When a team erases a 31-point deficit (on the road, against the two-time defending champs, in the playoffs — seriously, this isn’t going to get old for awhile), it takes a combined effort, and the Clippers got contributions from up and down the roster to defeat the Golden State Warriors in Game 2 of their first-round series.
Robert went over the broad strokes of how LA got back into the game, and there’s plenty of credit to go around. Lou Williams and Montrezl Harrell got LA’s offense back on track with an unending dose of pick-and-roll that the Warriors proved powerless to stop. Patrick Beverley goaded Kevin Durant into nine turnovers compared to eight field-goal attempts with his trademark brand of irritant defense, while Danilo Gallinari broke out of his offensive funk to drop 24 points. And rookies Shai Gilgeous-Alexander and Landry Shamet filled in the gaps on both ends of the floor before combining for one of the biggest shots in Clippers history.

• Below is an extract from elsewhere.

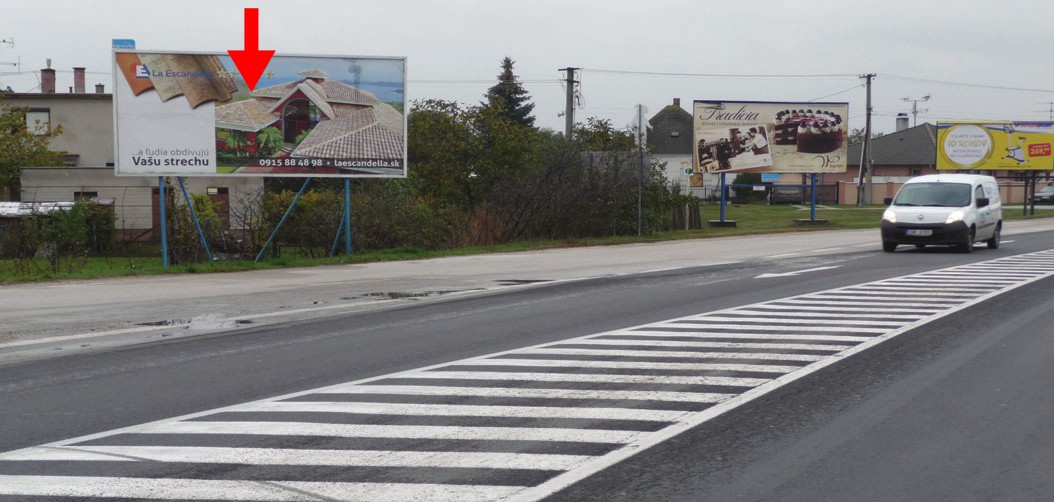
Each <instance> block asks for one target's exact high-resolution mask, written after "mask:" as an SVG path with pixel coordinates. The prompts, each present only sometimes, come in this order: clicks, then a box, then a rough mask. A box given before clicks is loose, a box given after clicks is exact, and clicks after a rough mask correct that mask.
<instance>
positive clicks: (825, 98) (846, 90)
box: [806, 83, 863, 102]
mask: <svg viewBox="0 0 1054 502" xmlns="http://www.w3.org/2000/svg"><path fill="white" fill-rule="evenodd" d="M862 86H863V84H862V83H861V84H857V85H853V86H852V88H850V89H845V90H842V91H838V92H837V93H832V94H828V95H826V96H820V97H818V98H814V99H809V100H808V101H806V102H813V101H819V100H821V99H827V98H829V97H832V96H838V95H839V94H845V93H847V92H850V91H856V90H857V89H860V88H862Z"/></svg>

Even though he wasn’t in the closing lineup and only played 15 minutes due to foul trouble, JaMychal Green was instrumental in helping LA come back against Golden State. Green scored 12 points, grabbed 7 rebounds, and acted as a spark plug at the moment the Clippers faced their largest deficit.
With LA down 31 points, Green made a running dunk to get the comeback started. He then stole the ball on the ensuing possession, aided by Beverley stone-walling Durant. Williams was blocked on the jumper on the break, but Green got the rebound and fed the ball back to Lou, trimming the lead to 27 and forcing a Warriors timeout.

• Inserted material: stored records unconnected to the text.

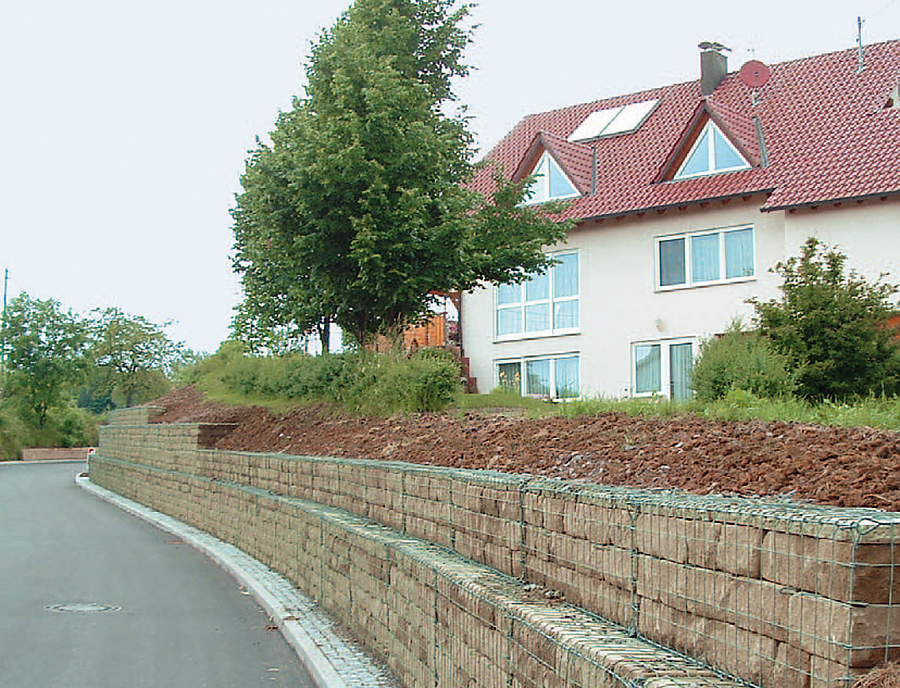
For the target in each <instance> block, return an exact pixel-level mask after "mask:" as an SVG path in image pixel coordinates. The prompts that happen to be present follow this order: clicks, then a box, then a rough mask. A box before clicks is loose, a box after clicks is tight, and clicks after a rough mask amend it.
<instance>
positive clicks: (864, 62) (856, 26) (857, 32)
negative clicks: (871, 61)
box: [856, 17, 866, 74]
mask: <svg viewBox="0 0 900 688" xmlns="http://www.w3.org/2000/svg"><path fill="white" fill-rule="evenodd" d="M863 23H864V21H863V18H862V17H857V18H856V44H857V48H856V54H857V63H856V73H857V74H860V73H861V72H862V70H863V69H865V67H866V65H865V62H864V61H863V53H862V25H863Z"/></svg>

Green added seven more points in the period, running a high screen-and-roll with Williams throughout, and left the court with the deficit at 20 points. He tried to spell Harrell in the fourth quarter, but only managed another 48 seconds before fouling out. But he was able to demonstrate his primary value in this series.
When Green came over from the Memphis Grizzlies with Garrett Temple at the trade deadline, he slotted in as the backup power forward. He had only played 45 possessions at center in Memphis, per Cleaning the Glass, and added 56 more possessions at the five in Los Angeles. The Clippers have been really good in that limited sample, outscoring their opponents by 14 points per 100 possessions, but with Ivica Zubac and Harrell in tow, there hasn’t been much reason to play Green extensively at center.
In this series, though, Zubac hasn’t yet found a rhythm. He has been out of sorts on defense, and his recurring hand injuries have limited his effectiveness on offense. Unfortunately, there isn’t much time for Zubac to work his way into form, which means LA needs to find other options at center, and that has entailed going slightly smaller than normal with Green at the five.
Green doesn’t have the same rolling ability as Zubac or Harrell, and he definitely doesn’t power through defenders the way Trez does. However, he adds a different element as a floor spacer. When he sets a high screen for Williams, or whoever the ball-handler is, he’s more likely to pop, and Green has shot 42 percent from 3-point range as a Clipper. He hit four jumpers Monday, and the threat of his shot clears up the paint for Williams and the other guards to drive to the bucket. It’s not a coincidence that Lou had 17 points in the third quarter playing primarily alongside Green.
The former Grizzly is also skilled enough to operate out of the paint from the dunker spot, as he did on a couple of occasions in the second half, and he brought some needed energy on the glass. He may not have the flash of some of his more-heralded teammates, but Green is the type of player LA didn’t have on its roster prior to the trade deadline, and one who the Clippers need to match up against the Warriors. Playing him at the five will help LA get its best lineups on the floor as it looks to turn a historical comeback into a series-changing performance.